You know, I am really bothered about the way the maintainers are acting since
I read this list. There is really a lot of ideology going on ("can't be", "is
impossible for userspace" etc) and very few real debugging.
This application is not the only one in the world. People use heavily file-
and net-acting applications like firefox, apache, shell-scripts, name-one on
their boxes. None leads to effects seen if you play with glusterfs. If you
really think it is a logical way of debugging to go out and simply tell
"userspace can't do that" while the rest of the application-world does not
show up with dead-ends like seen on this list, how can I change your mind?
I hardly believe I can. I can only tell you what I would do: I would try to
document _first_ that my piece of code really does behave well. But as you may
have noticed there is no real way to provide this information. And that is
indeed part of the problem. 
Wouldn't it be a nice step if you could debug the ongoings of a
glusterfs-server on the client by simply reading an exported file (something
like a server-dependant meta-debug-file) that outputs something like strace
does? Something that enables you to say: "Ok, here you can see what the
application did, and there you can see what the kernel made of it". As we
noticed a server-logfile is not sufficient.
Is ideology really a prove for anything in todays' world? Do you really think
it is possible to understand the complete world by seeing half of it and the
other half painted by ideology? What is wrong about _proving_ being not
guilty? About acting defensive ?

It is important to understand that this application is a kind of core
technology for data storage.
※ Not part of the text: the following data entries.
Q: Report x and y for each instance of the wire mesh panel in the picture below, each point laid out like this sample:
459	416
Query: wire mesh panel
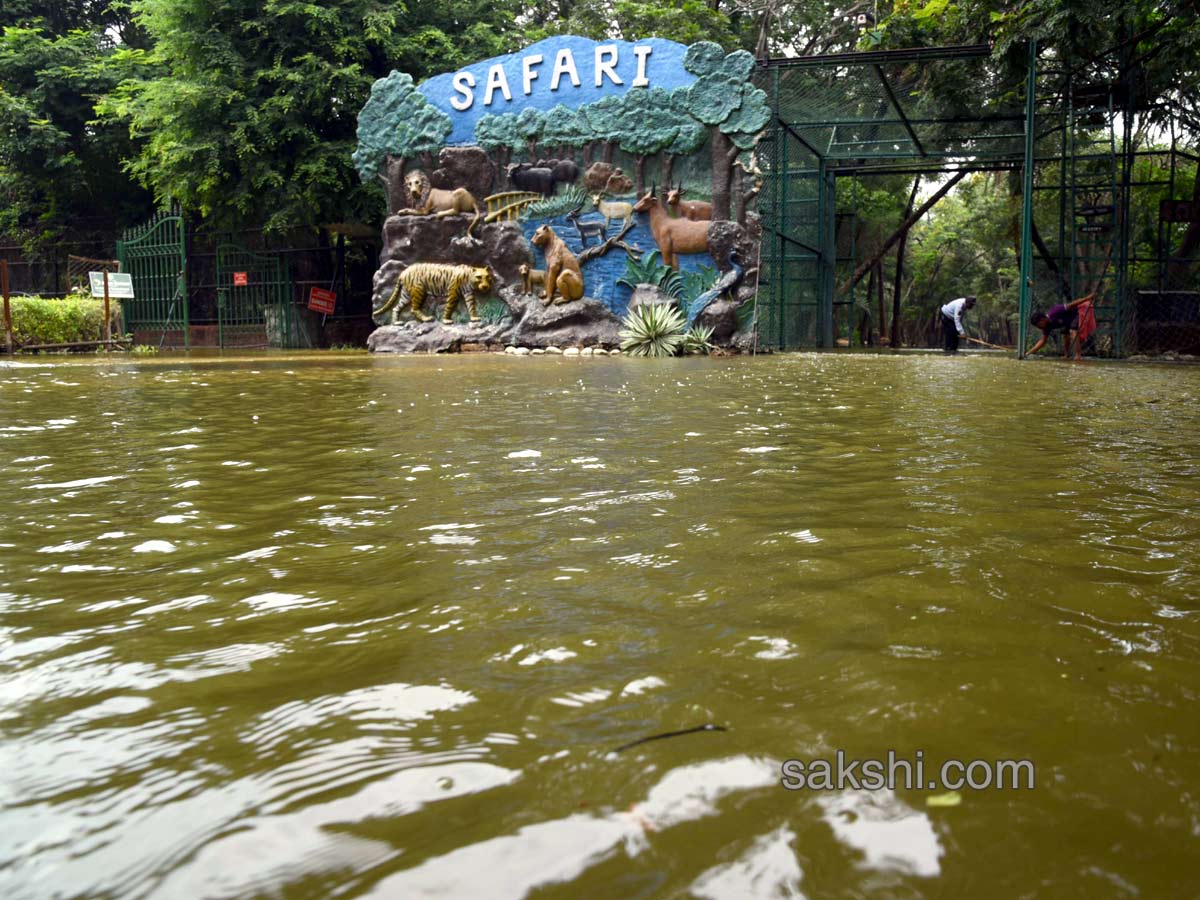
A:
155	256
251	289
792	256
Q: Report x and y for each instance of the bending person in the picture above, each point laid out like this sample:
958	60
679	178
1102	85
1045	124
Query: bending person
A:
952	322
1061	317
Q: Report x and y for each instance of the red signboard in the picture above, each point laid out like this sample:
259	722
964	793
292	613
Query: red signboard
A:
321	300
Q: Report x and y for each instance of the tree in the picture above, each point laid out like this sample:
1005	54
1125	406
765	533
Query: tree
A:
396	125
605	119
564	130
498	136
528	127
649	125
250	115
60	171
689	139
723	99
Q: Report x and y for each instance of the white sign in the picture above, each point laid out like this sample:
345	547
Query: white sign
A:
120	285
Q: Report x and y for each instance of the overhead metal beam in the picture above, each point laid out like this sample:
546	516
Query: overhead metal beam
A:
796	135
895	105
867	58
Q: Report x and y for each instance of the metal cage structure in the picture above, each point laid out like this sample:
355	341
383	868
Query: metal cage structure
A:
1067	135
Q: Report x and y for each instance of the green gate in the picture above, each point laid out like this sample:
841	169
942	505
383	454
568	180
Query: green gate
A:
155	256
255	300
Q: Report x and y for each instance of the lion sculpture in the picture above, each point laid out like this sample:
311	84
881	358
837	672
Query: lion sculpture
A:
433	201
563	274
This means people want to be sure that their
setup does not explode just because they made a kernel update or some other
change where their experience tells them it should have no influence on the
glusterfs service. You want to be sure, just like you are when using nfs. It
just does work (even being in kernel-space!).
Now, answer for yourself if you think glusterfs is as stable as nfs on the
same box. 

> Cheers,
> mark

-- 
Regards,
Stephan